Logical Natural Language Generation from Open-Domain Tables (2004.10404v2)

Abstract: Neural natural language generation (NLG) models have recently shown remarkable progress in fluency and coherence. However, existing studies on neural NLG are primarily focused on surface-level realizations with limited emphasis on logical inference, an important aspect of human thinking and language. In this paper, we suggest a new NLG task where a model is tasked with generating natural language statements that can be \emph{logically entailed} by the facts in an open-domain semi-structured table. To facilitate the study of the proposed logical NLG problem, we use the existing TabFact dataset \cite{chen2019tabfact} featured with a wide range of logical/symbolic inferences as our testbed, and propose new automatic metrics to evaluate the fidelity of generation models w.r.t.\ logical inference. The new task poses challenges to the existing monotonic generation frameworks due to the mismatch between sequence order and logical order. In our experiments, we comprehensively survey different generation architectures (LSTM, Transformer, Pre-Trained LM) trained with different algorithms (RL, Adversarial Training, Coarse-to-Fine) on the dataset and made following observations: 1) Pre-Trained LM can significantly boost both the fluency and logical fidelity metrics, 2) RL and Adversarial Training are trading fluency for fidelity, 3) Coarse-to-Fine generation can help partially alleviate the fidelity issue while maintaining high language fluency. The code and data are available at \url{https://github.com/wenhuchen/LogicNLG}.

Logical Natural Language Generation from Open-Domain Tables

The paper "Logical Natural Language Generation from Open-Domain Tables" introduces a crucial advancement in natural language generation (NLG) by proposing a task aimed at generating logically entailed natural language statements from open-domain semi-structured tables. Traditional NLG models have been predominantly focused on achieving fluency and coherence in text generation, often neglecting the aspect of logical inference, which is an integral part of human reasoning. This paper highlights the need to incorporate logical inference into NLG tasks, hence proposing a more complex scenario where models need to extend beyond surface-level fact restatements.

Dataset and Approach

The authors utilize the TabFact dataset, which is robust with logical and symbolic inferences, to test their proposed logical NLG task. They propose innovative automatic metrics to evaluate the fidelity of generation models concerning logical inference. The work highlights the challenges posed by logical NLG, particularly due to the discrepancies between sequence order and logical order, which traditional monotonic generation frameworks fail to address adequately.

In their empirical investigation, the authors explore various generation architectures including LSTM, Transformer, and Pre-Trained LLMs (Pre-Trained LMs), and train them using different algorithms, such as Reinforcement Learning (RL), Adversarial Training, and Coarse-to-Fine generation. The key observations from their experiments underscore the efficacy of Pre-Trained LMs in enhancing both fluency and logical fidelity. Notably, RL and Adversarial Training show a tendency to trade off fluency for fidelity. The Coarse-to-Fine generation approach partly mitigates fidelity issues while sustaining language fluency.

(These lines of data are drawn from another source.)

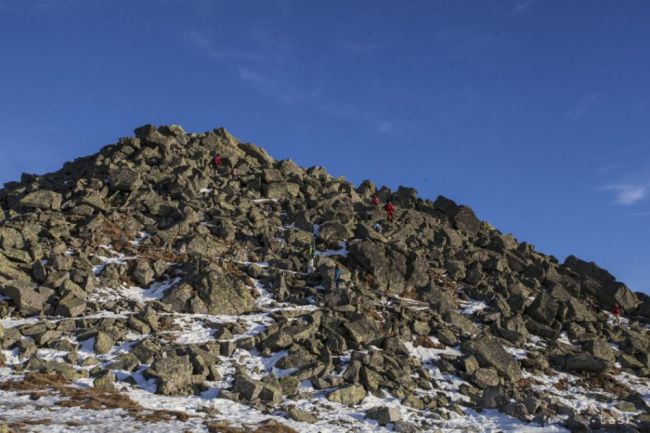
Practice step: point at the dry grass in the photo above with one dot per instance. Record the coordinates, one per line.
(37, 385)
(426, 342)
(270, 426)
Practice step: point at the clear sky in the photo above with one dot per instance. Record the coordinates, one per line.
(536, 113)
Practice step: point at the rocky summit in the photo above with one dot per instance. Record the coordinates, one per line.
(154, 287)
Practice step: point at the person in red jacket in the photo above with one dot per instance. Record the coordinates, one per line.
(616, 311)
(390, 211)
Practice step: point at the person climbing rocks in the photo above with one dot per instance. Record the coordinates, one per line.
(337, 276)
(310, 266)
(390, 211)
(616, 311)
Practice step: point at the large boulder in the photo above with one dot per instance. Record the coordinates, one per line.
(465, 219)
(173, 372)
(125, 179)
(384, 415)
(349, 395)
(41, 199)
(257, 153)
(211, 288)
(490, 353)
(24, 296)
(601, 284)
(582, 362)
(280, 190)
(543, 309)
(334, 232)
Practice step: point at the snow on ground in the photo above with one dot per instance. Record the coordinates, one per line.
(152, 293)
(471, 307)
(332, 418)
(342, 251)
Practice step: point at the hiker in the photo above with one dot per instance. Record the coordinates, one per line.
(310, 266)
(337, 276)
(390, 211)
(616, 311)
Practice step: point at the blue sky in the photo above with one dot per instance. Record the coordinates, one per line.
(534, 112)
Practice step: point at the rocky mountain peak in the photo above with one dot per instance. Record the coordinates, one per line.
(154, 265)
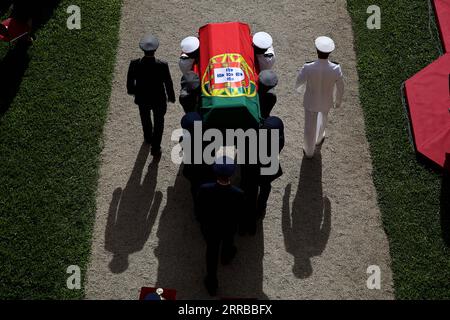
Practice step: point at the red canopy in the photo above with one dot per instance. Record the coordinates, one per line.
(429, 102)
(15, 29)
(442, 8)
(428, 95)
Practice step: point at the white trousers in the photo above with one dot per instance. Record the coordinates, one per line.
(315, 124)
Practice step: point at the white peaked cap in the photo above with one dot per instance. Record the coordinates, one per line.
(325, 44)
(262, 40)
(190, 44)
(149, 43)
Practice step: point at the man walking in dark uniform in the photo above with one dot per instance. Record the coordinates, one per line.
(219, 206)
(150, 82)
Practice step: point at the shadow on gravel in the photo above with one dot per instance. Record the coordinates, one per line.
(181, 253)
(306, 225)
(132, 213)
(14, 64)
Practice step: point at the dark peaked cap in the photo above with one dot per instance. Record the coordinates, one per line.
(268, 78)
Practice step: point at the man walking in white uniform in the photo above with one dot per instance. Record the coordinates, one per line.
(321, 77)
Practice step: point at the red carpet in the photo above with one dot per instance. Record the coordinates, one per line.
(442, 8)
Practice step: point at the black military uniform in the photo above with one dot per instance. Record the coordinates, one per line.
(265, 181)
(268, 80)
(219, 207)
(190, 95)
(150, 82)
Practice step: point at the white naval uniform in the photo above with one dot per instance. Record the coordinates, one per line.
(321, 77)
(266, 60)
(186, 64)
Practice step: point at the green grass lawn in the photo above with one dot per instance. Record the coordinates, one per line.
(408, 192)
(50, 141)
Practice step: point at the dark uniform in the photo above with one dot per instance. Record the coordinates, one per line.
(219, 207)
(150, 82)
(265, 181)
(190, 95)
(268, 80)
(196, 173)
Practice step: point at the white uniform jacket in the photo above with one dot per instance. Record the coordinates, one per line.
(266, 60)
(321, 77)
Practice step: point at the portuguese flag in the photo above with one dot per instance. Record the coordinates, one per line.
(228, 76)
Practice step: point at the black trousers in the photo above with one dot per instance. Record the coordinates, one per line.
(263, 196)
(153, 134)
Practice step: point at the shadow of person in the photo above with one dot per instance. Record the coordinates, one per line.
(12, 69)
(243, 278)
(132, 212)
(445, 202)
(306, 225)
(181, 248)
(181, 253)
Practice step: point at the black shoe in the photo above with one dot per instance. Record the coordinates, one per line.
(156, 152)
(252, 228)
(261, 212)
(211, 285)
(228, 255)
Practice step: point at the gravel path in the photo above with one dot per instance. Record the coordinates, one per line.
(323, 226)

Key Findings and Evaluations

1. Impact of Pre-Trained Models: Pre-Trained LMs such as GPT-2 demonstrate significant improvements in logical fidelity metrics. This suggests a promising avenue in leveraging the vast knowledge embedded in these large models to improve NLG tasks that require more than superficial fact restatement.
2. Training Methodologies: The exploration of RL and Adversarial Training highlights a trade-off scenario wherein RL and Adversarial Training frameworks improve fidelity but at the cost of fluency. This distinct trade-off is a critical finding, as it delineates the boundary of what current methodologies can achieve in logical NLG tasks.
3. Evaluation Mechanisms: The introduction of Parsing-Based Evaluation and NLI-Based Evaluation for logical consistency and fidelity highlights the paper's innovative approach to evaluating logical NLG, which traditionally relies heavily on fluency metrics such as BLEU. These new metrics are crucial given the task's emphasis on logic.

Implications and Future Direction

The paper's contributions lie not only in highlighting the limitations of current NLG models regarding logical inference but also in setting the stage for future explorations into more sophisticated and non-monotonic generation frameworks. The proposed task and evaluation metrics pave the way for delineating logical NLG's unique challenges, which require reasoning capabilities akin to semantic parsing.

Practically, this advancement holds significant promise for numerous applications such as data-driven storytelling, automated report generation, and enhanced interactions with knowledge bases where logical inference is vital. The proposed approach can catalyze the development of models that are not only coherent and fluent but also logically sound, ultimately leading to AI systems that better mimic human reasoning.

In conclusion, the paper sets a compelling stage for future research in logical natural language generation, offering a novel perspective that intertwines fluency with logical consistency. Future investigations could delve into approaches that seamlessly integrate logical reasoning with natural language generation, possibly harnessing enhancements in neural symbolic models or evolving transformer architectures for better contextual understanding and logical deduction.